No more Wood

Recently released Australian hostage Douglas Wood, currently in Melbourne with his family, is considering a return to Iraq to pursue “business opportunities.”

During a press conference upon his arrival at Melbourne airport, Wood said that he supported the American occupation of Iraq:

“I’d like to apologise to President Bush and Prime Minister Howard for things I said under duress. I actually believe that I am proof positive that the current policy of training the Iraqi army, of recruiting, training them worked because it was the Iraqis that got me out. I am proof positive that the current policies of the Americans and the Australian governments is the right one.”
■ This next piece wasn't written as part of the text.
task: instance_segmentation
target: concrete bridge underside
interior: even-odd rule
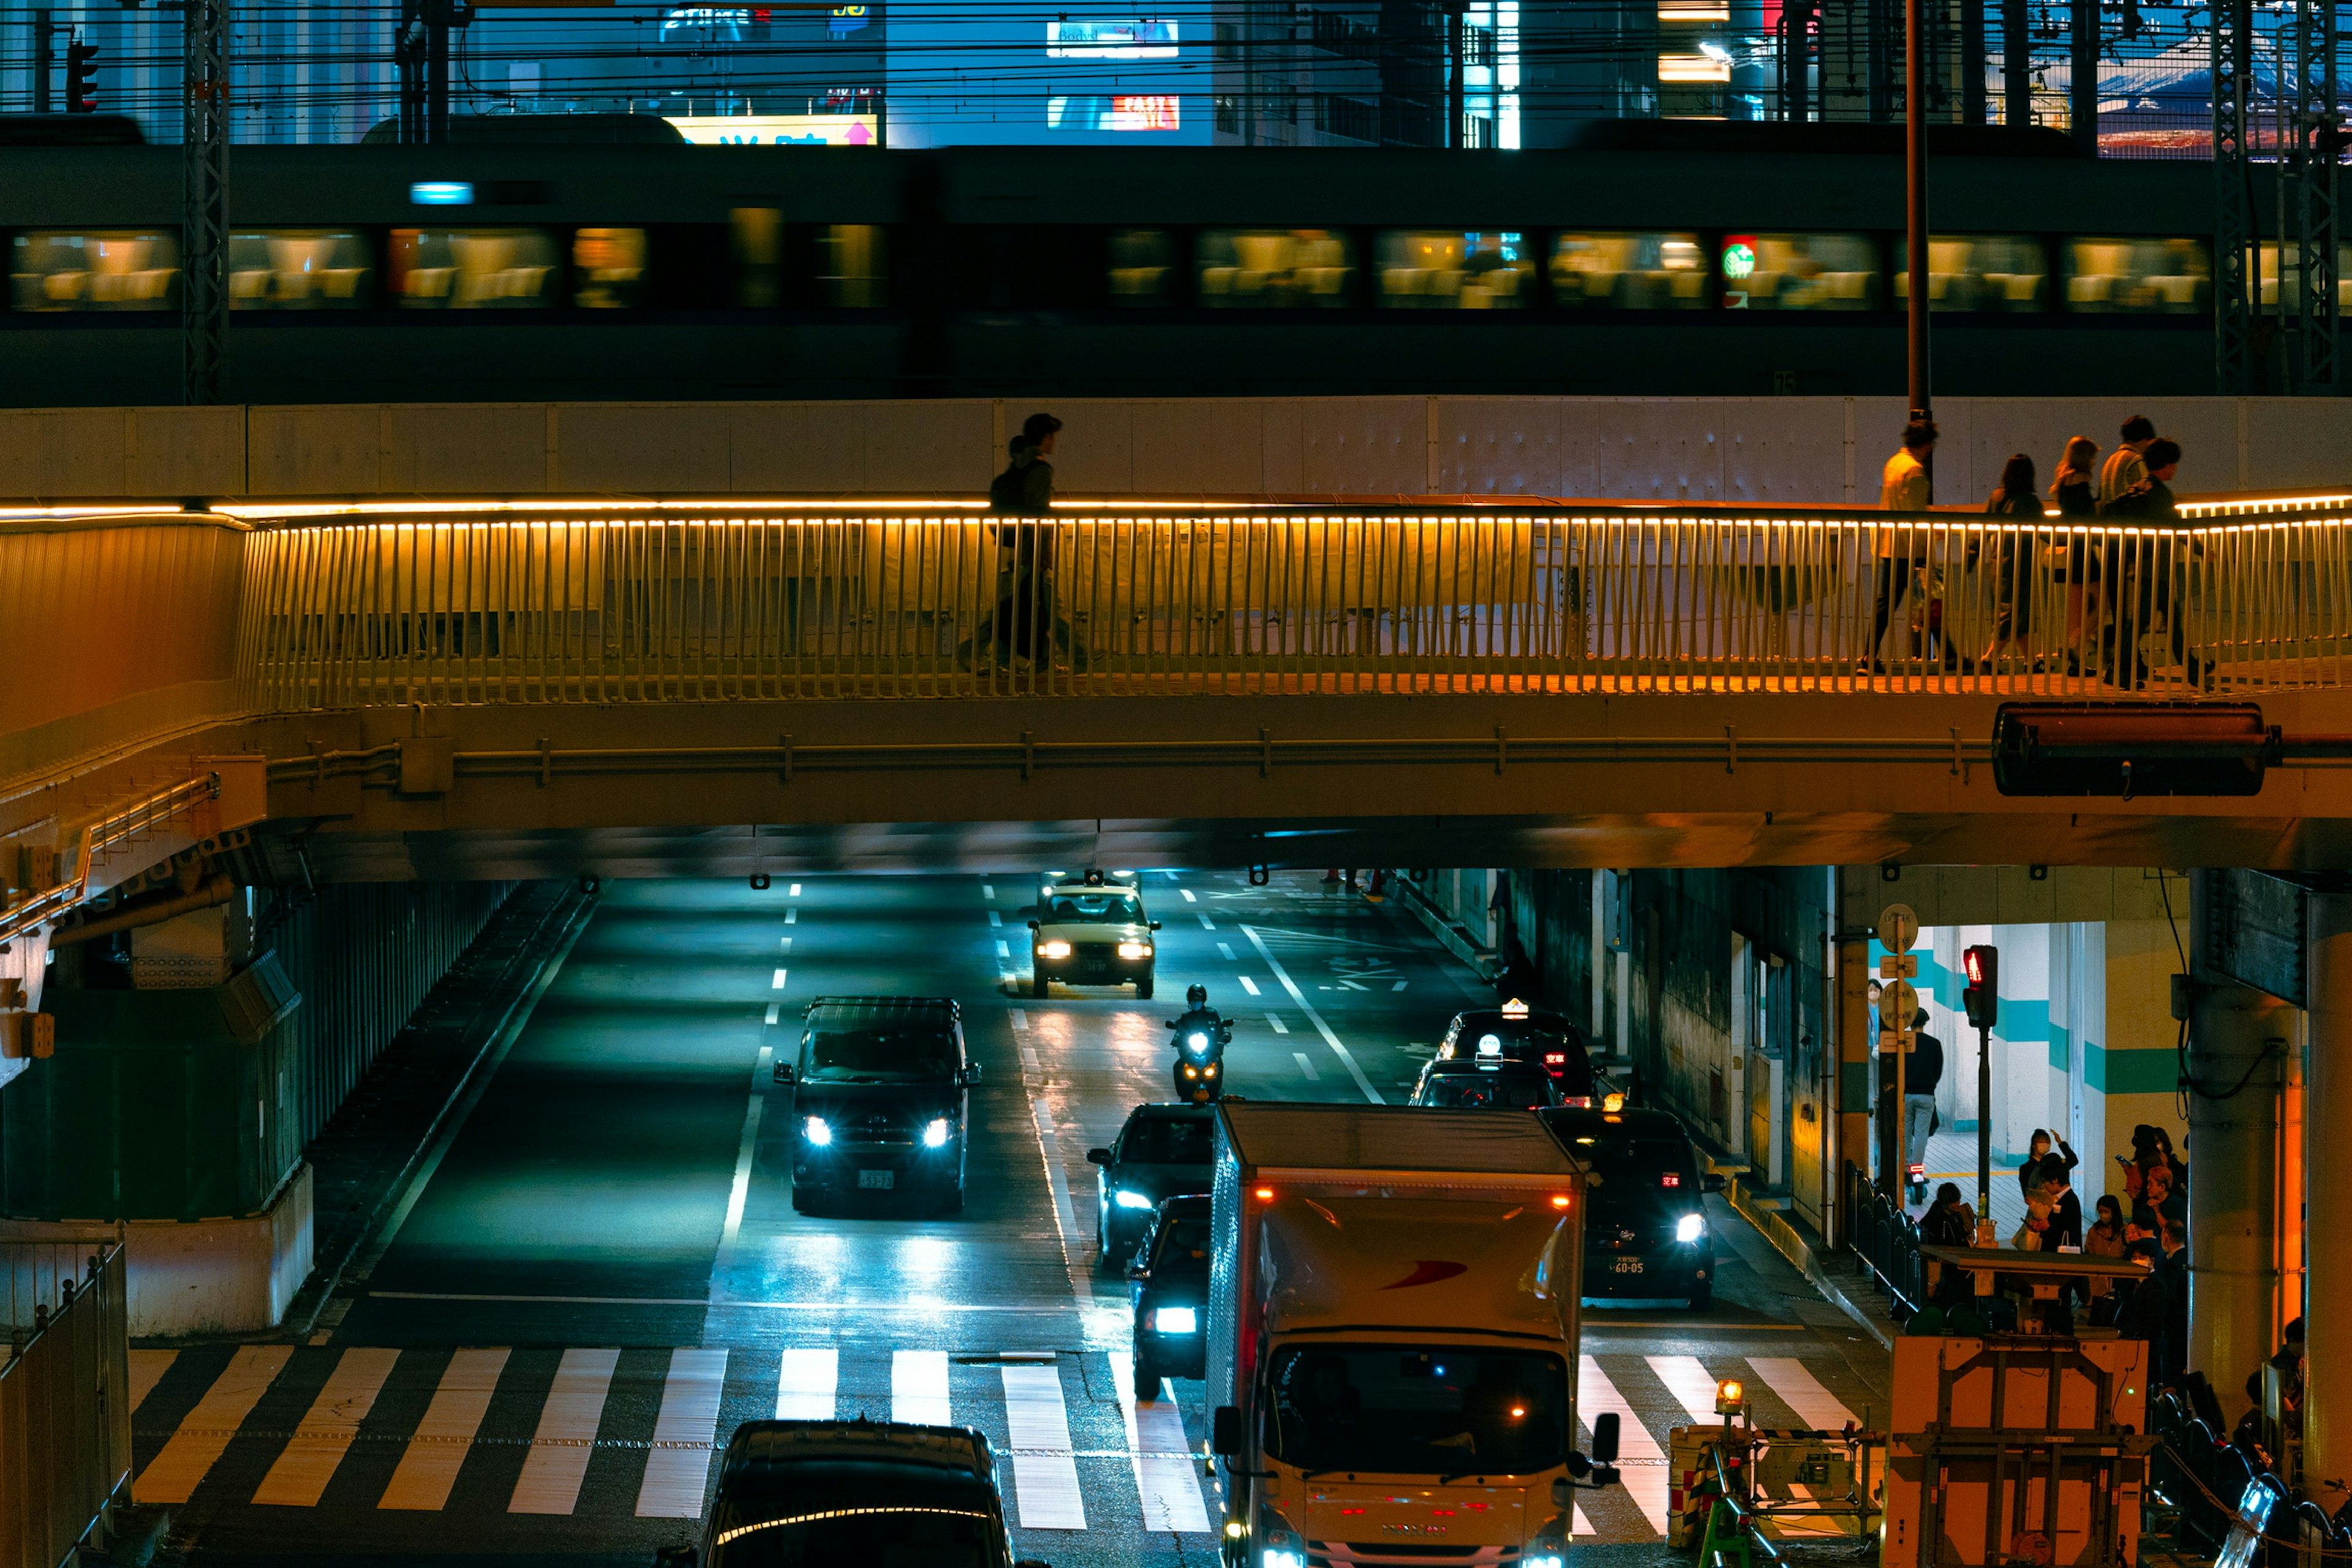
[[[2319,869],[2352,772],[2243,799],[2012,799],[1977,696],[1451,695],[368,709],[179,742],[271,759],[325,880],[1058,864]],[[2272,698],[2292,733],[2352,701]]]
I am very glad that Wood has been released unharmed and is safely back with his family. But I can’t help but think his belief in the Iraqi occupation is directly linked to his ability to make a buck. Wood may well be a free market profiteer, not unlike many who have flocked to Iraq to earn some quick money. It’s time to stop lionising the man, other than wishing him well.

The proliferation of private, Western contractors is a major source of concern for many Iraqis. Take the example of Zapata, a company commissioned to supervise the destruction and storage of U.S military ammunition worldwide to the tune of US$200 million. These companies lack accountability, to say the least.

Before we start labelling people like Wood heroes, let’s take a closer look at their role in the post-occupation phase and who is really benefiting. Daily Flute blog puts it best: “If profiteer Douglas Wood gets into trouble in Iraq again, what say he pays for the rescue efforts?” And a prediction. The money Wood will receive for appearing on Channel Ten television next week will not be going to the Iraqi people. I’d like to be proven wrong. Thus far, Wood has proven himself to be a lover of money rather than showing any affection for the people he was supposedly helping in Iraq.

UPDATE: Douglas will not be returning to Iraq. Perhaps he can make some money in another occupation zone. There must be some vital jobs in Afghanistan.